Marjorie Kinnan Rawlings Historic State Park

Marjorie Kinnan Rawlings Historic State Park
If you ever find yourself in or near Gainesville and you enjoy visiting historic sites, especially those with literary connections, you may enjoy spending an hour or two at the Marjorie Kinnan Rawlings home and farm in Cross Creek.

Mrs. Rawlings moved to the farm in 1928 with her first husband, Charles Rawlings, with plans to raise and market citrus crops. She wanted to live on the land and have a place where she was inspired to write. Both she and her husband had backgrounds in journalism, but writing did not come easy for her. She was not a typical farm wife and spent nine to ten hours a day working on her stories. Her writing focused on the land around her and the people who inhabited it.

You may visit the farm and outbuildings without taking a tour of the house, but it is well worth the time and nominal fee of $3 per adult to do so. Tours are led by volunteers who are knowledgeable about both the property and the life of Mrs. Rawlings. The tours last about an hour. You will be led throughout the cracker farm house that still contains the furnishings that were there when the Rawlings lived in it. You will also hear many anecdotes about Mr. and Mrs. Rawlings and the guests that visited them.

The first room you will enter is the porch where Mrs. Rawlings spent her time writing. It contains the table where she sat and punched the keys on the typewriter that is still in place next to an ashtray and package of cigarettes. She chain-smoked as she wrote. From there you will be led through the living room with its bookshelves filled with books, the dining room, and the kitchen. Mrs. Rawlings was an excellent cook and loved to entertain guests. She grew many of her own vegetables and herbs on the farm. You will also be taken through the bedrooms and the baths she had built because she so disliked the outhouse that came with the original house.
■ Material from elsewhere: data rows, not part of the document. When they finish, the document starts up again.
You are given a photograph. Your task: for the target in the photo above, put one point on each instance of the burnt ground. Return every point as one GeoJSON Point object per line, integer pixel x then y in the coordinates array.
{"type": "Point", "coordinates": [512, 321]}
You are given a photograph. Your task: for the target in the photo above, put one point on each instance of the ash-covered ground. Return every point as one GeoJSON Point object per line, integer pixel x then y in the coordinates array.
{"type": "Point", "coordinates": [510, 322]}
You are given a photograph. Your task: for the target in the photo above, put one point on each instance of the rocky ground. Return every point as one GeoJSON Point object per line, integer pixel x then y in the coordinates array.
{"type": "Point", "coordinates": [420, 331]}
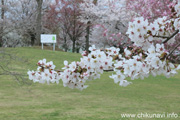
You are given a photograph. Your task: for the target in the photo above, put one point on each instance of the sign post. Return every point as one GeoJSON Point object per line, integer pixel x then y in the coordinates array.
{"type": "Point", "coordinates": [48, 38]}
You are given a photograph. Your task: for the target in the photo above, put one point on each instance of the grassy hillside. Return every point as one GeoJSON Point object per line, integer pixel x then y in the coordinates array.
{"type": "Point", "coordinates": [101, 100]}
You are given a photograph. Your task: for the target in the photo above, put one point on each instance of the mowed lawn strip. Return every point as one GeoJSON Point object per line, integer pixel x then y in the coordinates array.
{"type": "Point", "coordinates": [102, 100]}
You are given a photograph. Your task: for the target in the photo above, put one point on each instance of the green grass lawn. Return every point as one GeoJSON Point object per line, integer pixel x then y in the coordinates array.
{"type": "Point", "coordinates": [102, 100]}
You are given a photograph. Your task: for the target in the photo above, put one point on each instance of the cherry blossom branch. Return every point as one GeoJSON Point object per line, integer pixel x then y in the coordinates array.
{"type": "Point", "coordinates": [161, 36]}
{"type": "Point", "coordinates": [176, 32]}
{"type": "Point", "coordinates": [173, 50]}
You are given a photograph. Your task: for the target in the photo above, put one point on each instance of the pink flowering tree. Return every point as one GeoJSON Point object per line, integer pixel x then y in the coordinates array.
{"type": "Point", "coordinates": [150, 9]}
{"type": "Point", "coordinates": [65, 14]}
{"type": "Point", "coordinates": [147, 56]}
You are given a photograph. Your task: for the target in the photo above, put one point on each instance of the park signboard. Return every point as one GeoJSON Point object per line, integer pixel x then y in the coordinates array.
{"type": "Point", "coordinates": [48, 38]}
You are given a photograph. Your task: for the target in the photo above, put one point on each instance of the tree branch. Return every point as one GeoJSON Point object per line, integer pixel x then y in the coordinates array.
{"type": "Point", "coordinates": [176, 32]}
{"type": "Point", "coordinates": [173, 50]}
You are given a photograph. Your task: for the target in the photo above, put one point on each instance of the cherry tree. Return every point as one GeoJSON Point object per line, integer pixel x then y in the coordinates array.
{"type": "Point", "coordinates": [146, 56]}
{"type": "Point", "coordinates": [108, 21]}
{"type": "Point", "coordinates": [65, 14]}
{"type": "Point", "coordinates": [150, 9]}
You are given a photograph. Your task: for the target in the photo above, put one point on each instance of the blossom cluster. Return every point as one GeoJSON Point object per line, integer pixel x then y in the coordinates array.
{"type": "Point", "coordinates": [76, 74]}
{"type": "Point", "coordinates": [140, 66]}
{"type": "Point", "coordinates": [143, 59]}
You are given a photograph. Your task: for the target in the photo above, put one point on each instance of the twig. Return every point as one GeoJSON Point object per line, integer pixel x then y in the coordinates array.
{"type": "Point", "coordinates": [176, 32]}
{"type": "Point", "coordinates": [161, 36]}
{"type": "Point", "coordinates": [108, 70]}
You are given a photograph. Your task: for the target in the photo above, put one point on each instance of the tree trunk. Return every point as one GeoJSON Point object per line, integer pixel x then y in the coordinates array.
{"type": "Point", "coordinates": [87, 35]}
{"type": "Point", "coordinates": [38, 21]}
{"type": "Point", "coordinates": [1, 29]}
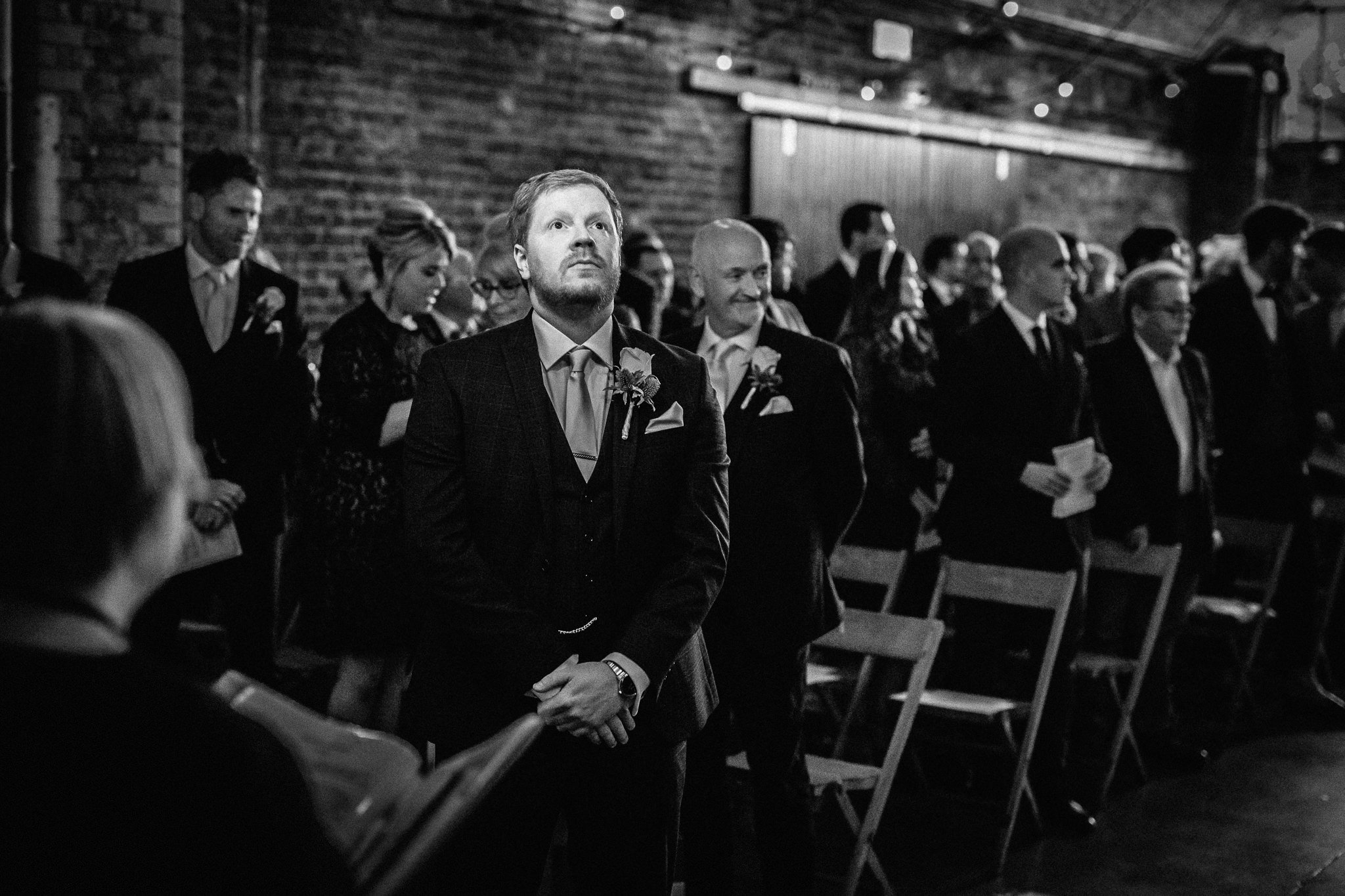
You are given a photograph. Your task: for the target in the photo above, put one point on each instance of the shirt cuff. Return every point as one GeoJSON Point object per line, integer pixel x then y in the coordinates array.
{"type": "Point", "coordinates": [638, 676]}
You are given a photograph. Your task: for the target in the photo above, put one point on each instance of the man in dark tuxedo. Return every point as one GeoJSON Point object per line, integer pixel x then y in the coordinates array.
{"type": "Point", "coordinates": [1011, 390]}
{"type": "Point", "coordinates": [1155, 412]}
{"type": "Point", "coordinates": [573, 535]}
{"type": "Point", "coordinates": [234, 327]}
{"type": "Point", "coordinates": [797, 477]}
{"type": "Point", "coordinates": [826, 299]}
{"type": "Point", "coordinates": [1264, 417]}
{"type": "Point", "coordinates": [1319, 328]}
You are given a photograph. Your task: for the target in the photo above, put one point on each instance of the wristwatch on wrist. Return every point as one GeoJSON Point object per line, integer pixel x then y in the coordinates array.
{"type": "Point", "coordinates": [625, 683]}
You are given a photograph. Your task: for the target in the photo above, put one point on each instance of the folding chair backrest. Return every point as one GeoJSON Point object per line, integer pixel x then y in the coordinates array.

For a while in the 1930s she lived with a cracker family near Ocala to study their way of life. This visit became the basis for her 1938 novel The Yearling, which won a Pulitzer Prize in 1939. By this time she was divorced from Charles Rawlings. In 1942 she published Cross Creek, an autobiographical book about life on the Florida frontier and about her neighbors there. These are probably her two most famous works. She died of a cerebral hemorrhage in 1953.

The park is open every day from 9 a.m. to 5 p.m. House tours are available from October through July (except for Thanksgiving and Christmas Day) on Thursday, Friday, Saturday and Sunday at 10 and 11 a.m. and at 1, 2, 3, and 4 p.m. The charge to tour the house is $3.00 per adult; $2.00 for children, ages 6 to 12; children ages 5 and under are free. Picnic facilities, a boat ramp to Orange Lake, and a playground are located in the adjacent county park. Parking fee is $3 per vehicle.